Sunday, January 17, 2016
Gamble House in Pasadena celebrates 50 years as museum
Pasadena's famed Gamble House celebrated a milestone as the perfectly-preserved craftsman home marked 50 years as a museum open to the public.

PASADENA, Calif. (KABC) -- Pasadena's famed Gamble House celebrated a milestone as the perfectly-preserved craftsman home marked 50 years as a museum open to the public.

The Gamble House sits on a rise above Pasadena's Westmoreland Place, looking exactly as it did in the early 1900s

When it was built by the Cincinnati Gambles, of Procter and Gamble, as their winter residence.

The house and furnishings were designed by brothers Charles and Henry Greene, who elevated the style of American arts and crafts to a new level.

Gamble House is a perfectly preserved example of what Charles Greene called an architecture as a fine art.

The Greenes not only designed the house, but its contents, like the staircase with its curved lines, which looks the same as new.

"The Gamble House is the premiere example in America of arts and crafts period architecture, that early 20th Century period that's so different from the Victorian era," said Edward Bosley, the Gamble House director.

In 1966, the Gambles gave their home to the city of Pasadena and the University of Southern California.

It was not made a national historic landmark until 1978, which means it could easily have been sold and demolished.

"All of Westmoreland Place was seen as right for development, so it's really seen as remarkable - almost a miracle - that this house was saved," Bosley said.

This marks the 50th anniversary the Gamble House has been open to the public, which is a legacy closely guarded by the Gamble family.
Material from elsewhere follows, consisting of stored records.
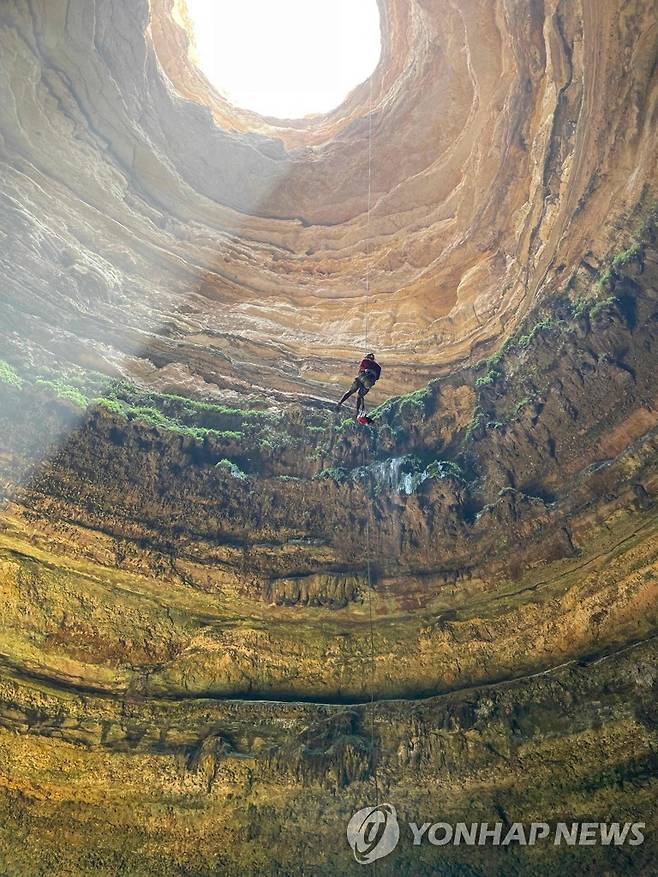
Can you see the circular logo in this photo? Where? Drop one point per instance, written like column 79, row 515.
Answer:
column 373, row 832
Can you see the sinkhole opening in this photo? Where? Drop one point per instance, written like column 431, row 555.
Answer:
column 285, row 58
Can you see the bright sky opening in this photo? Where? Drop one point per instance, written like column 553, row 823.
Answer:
column 286, row 58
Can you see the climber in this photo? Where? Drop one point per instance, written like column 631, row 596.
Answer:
column 369, row 372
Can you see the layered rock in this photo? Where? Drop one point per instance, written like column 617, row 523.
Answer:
column 230, row 618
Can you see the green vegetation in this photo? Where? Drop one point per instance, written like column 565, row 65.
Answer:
column 153, row 417
column 445, row 469
column 489, row 378
column 233, row 469
column 544, row 325
column 521, row 405
column 64, row 391
column 337, row 474
column 9, row 375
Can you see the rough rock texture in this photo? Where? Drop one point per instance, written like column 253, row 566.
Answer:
column 196, row 248
column 225, row 612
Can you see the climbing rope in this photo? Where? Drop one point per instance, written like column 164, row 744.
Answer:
column 368, row 563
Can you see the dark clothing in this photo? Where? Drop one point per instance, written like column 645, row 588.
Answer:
column 369, row 372
column 371, row 366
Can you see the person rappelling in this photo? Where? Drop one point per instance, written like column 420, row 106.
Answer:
column 369, row 372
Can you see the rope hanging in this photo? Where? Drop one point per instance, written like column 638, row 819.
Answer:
column 368, row 565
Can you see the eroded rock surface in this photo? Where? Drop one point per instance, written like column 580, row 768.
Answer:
column 226, row 611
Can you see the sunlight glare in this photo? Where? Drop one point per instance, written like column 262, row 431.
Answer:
column 286, row 58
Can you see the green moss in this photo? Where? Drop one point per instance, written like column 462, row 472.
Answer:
column 489, row 378
column 626, row 256
column 337, row 474
column 111, row 405
column 521, row 405
column 601, row 305
column 445, row 469
column 153, row 417
column 64, row 391
column 232, row 468
column 9, row 375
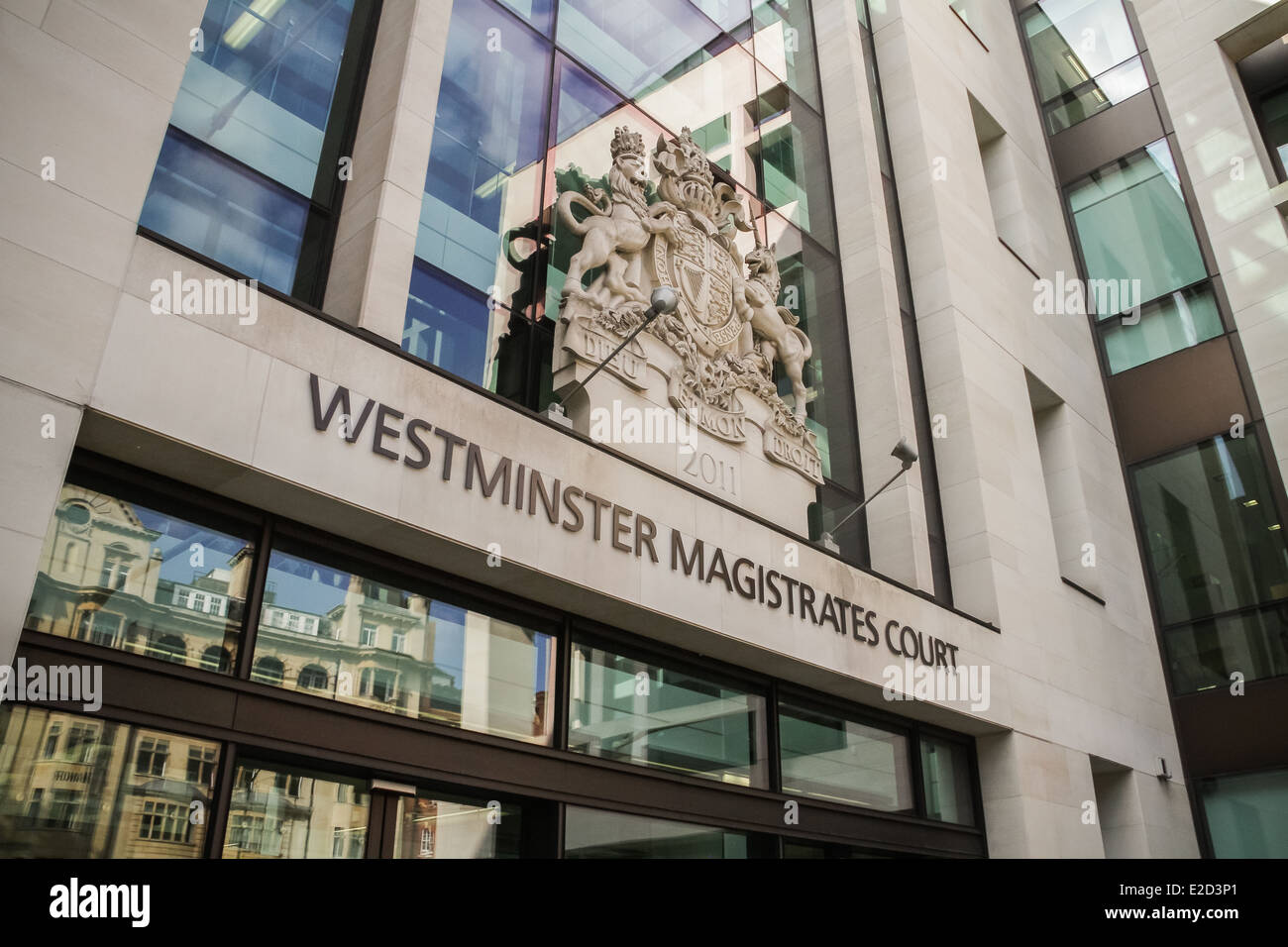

For example, Dyke Messler, who remembers Sundays spent at his grandmother's home, and who visits several times a year as a Gamble House adviser.

"One of the fun things about coming back to this house for 66 years is to fixate on the detail that you've never noticed and just marvel at the ingenuity of the two gentlemen that created it," Messler said.

In eight years, the house will be open to the public as long as it was a family home, but thanks to a family's generosity, Gamble House will last far longer.